Einen besonderen Spielort außerhalb des Theaters hatte man im vergangenen Jahr für „RequiMozarTanz“ mit der Blasii Kirche gefunden. Da die Kooperation mit der Kirchgemeinde und der Kantorei so gut geklappt hat, wird dieses Jahr die Oper „Orpheus und Eurydike“ gemeinsam aufgeführt. Am 20. Juni 2008 wird Premiere sein.

Kinder und Jugendliche kommen nicht zu kurz, dafür sorgt Bianca Sue Henne, die neue Theaterpädagogin. Die beliebten Festivals „Frühlingsrollen“ für Kinder und die Schultheatertage gibt es 2008 auch wieder. Die Kooperation mit dem Studio 44 bleibt bestehen. Die Jugendlichen werden verschiedene Produktionen im TuD aufführen.

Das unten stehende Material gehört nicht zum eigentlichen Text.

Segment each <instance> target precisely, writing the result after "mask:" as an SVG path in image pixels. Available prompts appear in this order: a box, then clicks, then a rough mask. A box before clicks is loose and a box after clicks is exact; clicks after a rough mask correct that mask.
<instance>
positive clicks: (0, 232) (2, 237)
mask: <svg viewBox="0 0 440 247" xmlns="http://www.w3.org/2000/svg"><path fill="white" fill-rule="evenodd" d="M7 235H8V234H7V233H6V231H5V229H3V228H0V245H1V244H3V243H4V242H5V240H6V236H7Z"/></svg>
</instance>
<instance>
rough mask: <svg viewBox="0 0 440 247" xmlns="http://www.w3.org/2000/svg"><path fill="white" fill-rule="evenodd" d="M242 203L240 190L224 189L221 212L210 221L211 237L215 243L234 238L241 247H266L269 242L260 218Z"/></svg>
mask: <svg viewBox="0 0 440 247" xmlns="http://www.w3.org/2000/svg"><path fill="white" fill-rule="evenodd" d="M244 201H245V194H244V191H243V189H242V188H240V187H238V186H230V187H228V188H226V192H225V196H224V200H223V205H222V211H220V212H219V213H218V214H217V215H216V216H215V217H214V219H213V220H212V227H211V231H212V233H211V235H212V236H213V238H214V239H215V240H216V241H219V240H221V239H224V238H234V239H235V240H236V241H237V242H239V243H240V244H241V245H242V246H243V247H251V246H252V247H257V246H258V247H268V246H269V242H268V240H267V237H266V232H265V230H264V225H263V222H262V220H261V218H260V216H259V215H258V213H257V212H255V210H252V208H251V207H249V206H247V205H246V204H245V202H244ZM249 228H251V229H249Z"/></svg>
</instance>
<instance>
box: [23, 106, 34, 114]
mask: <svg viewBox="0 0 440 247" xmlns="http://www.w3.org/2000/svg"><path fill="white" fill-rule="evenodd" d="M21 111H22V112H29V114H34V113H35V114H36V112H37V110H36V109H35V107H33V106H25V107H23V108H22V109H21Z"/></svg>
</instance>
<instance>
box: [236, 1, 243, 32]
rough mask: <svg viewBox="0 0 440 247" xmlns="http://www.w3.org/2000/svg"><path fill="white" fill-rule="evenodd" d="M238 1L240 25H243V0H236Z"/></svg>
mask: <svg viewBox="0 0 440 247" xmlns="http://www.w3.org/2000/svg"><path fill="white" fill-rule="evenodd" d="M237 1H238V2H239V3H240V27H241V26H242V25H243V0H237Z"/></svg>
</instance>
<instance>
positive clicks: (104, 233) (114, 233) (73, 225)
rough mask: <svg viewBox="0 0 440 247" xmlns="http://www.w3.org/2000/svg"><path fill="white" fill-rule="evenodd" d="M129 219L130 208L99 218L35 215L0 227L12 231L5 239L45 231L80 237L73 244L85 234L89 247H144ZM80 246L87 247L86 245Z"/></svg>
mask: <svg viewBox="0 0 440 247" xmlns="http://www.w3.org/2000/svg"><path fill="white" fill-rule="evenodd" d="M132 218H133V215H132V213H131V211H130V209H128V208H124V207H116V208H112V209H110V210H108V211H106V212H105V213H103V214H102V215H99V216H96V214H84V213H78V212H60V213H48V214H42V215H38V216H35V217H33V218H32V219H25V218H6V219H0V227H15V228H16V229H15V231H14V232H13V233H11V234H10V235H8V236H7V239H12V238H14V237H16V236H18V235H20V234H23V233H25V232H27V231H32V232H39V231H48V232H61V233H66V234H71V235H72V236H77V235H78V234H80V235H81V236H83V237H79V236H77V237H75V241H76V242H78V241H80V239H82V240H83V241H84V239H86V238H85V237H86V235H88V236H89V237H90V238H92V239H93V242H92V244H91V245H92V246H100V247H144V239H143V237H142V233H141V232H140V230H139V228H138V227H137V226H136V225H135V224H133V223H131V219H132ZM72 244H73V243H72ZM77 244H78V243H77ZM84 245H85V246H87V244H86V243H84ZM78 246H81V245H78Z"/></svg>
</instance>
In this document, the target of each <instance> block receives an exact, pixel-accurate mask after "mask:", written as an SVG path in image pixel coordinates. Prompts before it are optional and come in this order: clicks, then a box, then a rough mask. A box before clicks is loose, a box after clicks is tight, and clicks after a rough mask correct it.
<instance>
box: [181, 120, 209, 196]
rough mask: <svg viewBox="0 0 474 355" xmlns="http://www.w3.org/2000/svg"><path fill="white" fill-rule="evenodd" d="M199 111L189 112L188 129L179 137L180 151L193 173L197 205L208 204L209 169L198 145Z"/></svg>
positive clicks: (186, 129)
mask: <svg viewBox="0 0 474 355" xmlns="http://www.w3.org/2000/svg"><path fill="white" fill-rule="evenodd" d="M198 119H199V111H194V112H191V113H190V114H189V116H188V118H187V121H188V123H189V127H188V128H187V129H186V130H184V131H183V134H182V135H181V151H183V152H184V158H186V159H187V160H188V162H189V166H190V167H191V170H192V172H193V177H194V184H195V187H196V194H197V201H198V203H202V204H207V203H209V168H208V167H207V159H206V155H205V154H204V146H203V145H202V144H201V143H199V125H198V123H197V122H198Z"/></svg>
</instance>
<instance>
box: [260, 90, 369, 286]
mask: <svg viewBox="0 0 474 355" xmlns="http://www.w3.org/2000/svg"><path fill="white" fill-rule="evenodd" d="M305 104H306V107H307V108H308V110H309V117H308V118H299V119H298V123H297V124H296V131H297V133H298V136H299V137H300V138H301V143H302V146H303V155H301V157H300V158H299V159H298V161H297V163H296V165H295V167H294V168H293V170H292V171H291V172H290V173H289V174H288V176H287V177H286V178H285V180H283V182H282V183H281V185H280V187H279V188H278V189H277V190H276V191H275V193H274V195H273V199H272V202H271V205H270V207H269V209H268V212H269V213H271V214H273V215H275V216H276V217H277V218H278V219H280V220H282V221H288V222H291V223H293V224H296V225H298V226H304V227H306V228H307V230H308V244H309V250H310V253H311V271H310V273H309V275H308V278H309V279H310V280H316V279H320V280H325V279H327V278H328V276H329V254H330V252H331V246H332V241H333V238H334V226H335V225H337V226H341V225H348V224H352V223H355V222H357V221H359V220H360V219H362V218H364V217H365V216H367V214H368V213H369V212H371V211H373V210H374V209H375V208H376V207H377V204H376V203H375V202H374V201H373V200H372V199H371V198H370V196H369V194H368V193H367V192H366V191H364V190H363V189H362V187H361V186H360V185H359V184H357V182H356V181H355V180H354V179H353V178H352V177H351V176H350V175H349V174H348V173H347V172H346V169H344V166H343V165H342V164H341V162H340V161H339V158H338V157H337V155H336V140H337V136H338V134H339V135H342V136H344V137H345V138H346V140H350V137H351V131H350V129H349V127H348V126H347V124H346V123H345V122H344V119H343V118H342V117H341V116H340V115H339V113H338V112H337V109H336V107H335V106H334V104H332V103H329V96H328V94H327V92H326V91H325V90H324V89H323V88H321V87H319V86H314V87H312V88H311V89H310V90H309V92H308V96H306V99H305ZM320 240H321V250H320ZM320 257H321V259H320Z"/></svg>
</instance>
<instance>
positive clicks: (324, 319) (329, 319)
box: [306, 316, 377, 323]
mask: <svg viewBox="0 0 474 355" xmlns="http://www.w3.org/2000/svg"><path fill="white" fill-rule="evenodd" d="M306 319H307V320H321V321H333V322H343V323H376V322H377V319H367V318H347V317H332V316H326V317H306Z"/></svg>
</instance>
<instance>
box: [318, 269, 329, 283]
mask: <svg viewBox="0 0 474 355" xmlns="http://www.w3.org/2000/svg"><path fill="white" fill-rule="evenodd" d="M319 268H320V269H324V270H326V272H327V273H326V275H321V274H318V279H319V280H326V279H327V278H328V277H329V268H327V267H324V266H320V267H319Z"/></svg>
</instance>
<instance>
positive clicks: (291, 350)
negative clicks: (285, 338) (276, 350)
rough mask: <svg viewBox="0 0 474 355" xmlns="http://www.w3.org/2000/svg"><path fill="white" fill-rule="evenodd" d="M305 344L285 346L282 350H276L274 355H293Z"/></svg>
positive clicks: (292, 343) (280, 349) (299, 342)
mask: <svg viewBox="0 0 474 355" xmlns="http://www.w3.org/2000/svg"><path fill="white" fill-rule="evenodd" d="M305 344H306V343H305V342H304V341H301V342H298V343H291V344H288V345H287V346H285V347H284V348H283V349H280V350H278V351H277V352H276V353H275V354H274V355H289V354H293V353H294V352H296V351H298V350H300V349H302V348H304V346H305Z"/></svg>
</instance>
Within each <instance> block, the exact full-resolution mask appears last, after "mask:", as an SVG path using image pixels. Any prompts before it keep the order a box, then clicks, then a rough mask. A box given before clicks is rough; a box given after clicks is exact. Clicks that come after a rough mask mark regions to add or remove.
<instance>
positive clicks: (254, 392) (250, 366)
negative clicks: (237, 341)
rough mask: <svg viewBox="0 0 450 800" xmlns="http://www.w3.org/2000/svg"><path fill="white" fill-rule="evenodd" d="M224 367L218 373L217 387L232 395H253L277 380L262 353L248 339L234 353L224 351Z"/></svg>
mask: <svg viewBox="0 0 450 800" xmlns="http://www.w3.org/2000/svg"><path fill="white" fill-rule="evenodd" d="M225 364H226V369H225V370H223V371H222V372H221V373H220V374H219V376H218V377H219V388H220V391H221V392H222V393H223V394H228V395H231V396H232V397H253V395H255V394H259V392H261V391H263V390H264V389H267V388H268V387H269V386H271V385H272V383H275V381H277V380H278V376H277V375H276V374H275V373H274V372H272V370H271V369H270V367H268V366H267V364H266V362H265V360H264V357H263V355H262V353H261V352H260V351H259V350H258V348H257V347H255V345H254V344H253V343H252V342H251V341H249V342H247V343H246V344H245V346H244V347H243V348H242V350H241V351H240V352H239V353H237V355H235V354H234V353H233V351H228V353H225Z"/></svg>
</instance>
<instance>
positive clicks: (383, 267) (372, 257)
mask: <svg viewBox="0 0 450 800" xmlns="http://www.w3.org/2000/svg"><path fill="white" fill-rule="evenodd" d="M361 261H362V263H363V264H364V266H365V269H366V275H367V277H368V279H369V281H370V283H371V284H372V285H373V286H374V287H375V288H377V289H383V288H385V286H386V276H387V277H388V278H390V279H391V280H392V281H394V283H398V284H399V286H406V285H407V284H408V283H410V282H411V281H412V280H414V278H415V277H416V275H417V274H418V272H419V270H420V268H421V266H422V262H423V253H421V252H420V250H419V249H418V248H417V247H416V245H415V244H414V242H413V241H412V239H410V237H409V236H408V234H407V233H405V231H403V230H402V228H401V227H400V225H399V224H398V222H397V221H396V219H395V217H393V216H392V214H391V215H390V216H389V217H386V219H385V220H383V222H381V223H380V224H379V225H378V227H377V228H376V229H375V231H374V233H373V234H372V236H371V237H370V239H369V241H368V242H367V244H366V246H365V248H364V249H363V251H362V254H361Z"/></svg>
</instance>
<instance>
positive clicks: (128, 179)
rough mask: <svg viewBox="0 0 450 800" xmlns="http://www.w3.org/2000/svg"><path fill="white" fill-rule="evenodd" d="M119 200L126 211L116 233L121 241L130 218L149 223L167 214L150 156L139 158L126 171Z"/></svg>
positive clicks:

Der Jugendklub des Theaters nimmt sich in der nächsten Spielzeit der Nibelungensage an. „Es soll kein Musiktheater werden und auch nicht Wagner“ so Henne. Was daraus wird entscheiden die Jugendlichen selbst. Am 29. März 2008 ist es dann zu sehen.

Als Weihnachtsmärchen kommt in Kooperation mit dem Theater Rudolstadt das unaussprechliche Stück „ Der Satanarchäolügenilkohöllische Wünschpunsch“ von Michael Ende auf die Bühne. Weitere Rudolstädter Produktionen werden „Kleiner Mann-Was nun?“ von Hans Fallada und das Kriminalstück von Agatha Christie „und dann gab`s keines mehr“ sein.

Immer wieder nachgefragt von den zahlreichen Fans erlebt der Bühnenball eine Neuauflage. Am 22. und 23. Februar 2008 wird unter dem Thema „Herzklopfen“ im Theater gefeiert. Ein großes Programm soll sich unterhaltsam dem Thema Singles annehmen. In allen Räumen kann getanzt werden. Die Künstler sind nicht nur auf der Bühne präsent sondern mischen sich während des Abends unter das Publikum.

Darüber hinaus teilte Lars Tietje mit, dass Oberspielleiterin Kerstin Weiß (nächste Inszenierung: P. Hindemith, „Neues vom Tage“, Premiere: 22. Juni 2007) das Theater Nordhausen zum Ende der Spielzeit 2007/2008 auf eigenen Wunsch verlassen werde, um als freischaffende Regisseurin und Autorin arbeiten zu können. Die Stelle werde im Rahmen der durch die Reduzierung der Zuschüsse des Freistaats Thüringen erforderlich werdenden Umstrukturierungen voraussichtlich vorerst nicht wiederbesetzt.